For the sake of the integrity of the sport, there has to be a way for the NFL to be able to overturn such a call especially when it has clear and direct bearing on the outcome of a game.
Otherwise, the conference runs the risk of losing the support of the public and, of course, the resulting revenues.
Everyone’s idea of what is fair play cries out for a remedy and the remedy must apply to Sunday’s game!
— William Brown, Arlington
Some regs are okay
I sighed when reading comments by our governor regarding plastic bags and fracking.
If a community believes their health and safety are at risk, or they wish to have a cleaner community with less of their tax dollars spent on removing trash and litter pick up, I say good for them for passing these regulations.
Sure, regulations can go too far. Although, that is what people first said about mandatory seat belts, limits on what you can dump in water ), and alcohol consumption when driving and boating.

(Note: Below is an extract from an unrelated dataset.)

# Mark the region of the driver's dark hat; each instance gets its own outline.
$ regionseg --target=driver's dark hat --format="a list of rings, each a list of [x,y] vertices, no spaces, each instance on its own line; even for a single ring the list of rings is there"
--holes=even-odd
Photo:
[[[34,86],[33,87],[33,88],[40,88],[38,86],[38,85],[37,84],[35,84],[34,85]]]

I have seen how much cleaner California appears since the plastic bags regulations. I see how beautiful and incredible land and increased home value with limits on felling large heritage trees in New England. I also see countries like Uzbekistan, Kyrgyzstan, parts of African, Asia and South America without environmental regulations.
Do we really want to go down that slippery slope that only the rich may have clean water, nice landscapes and safe environments?
I love Texas and want to keep it clean, safe and healthy for my child and my grandchildren.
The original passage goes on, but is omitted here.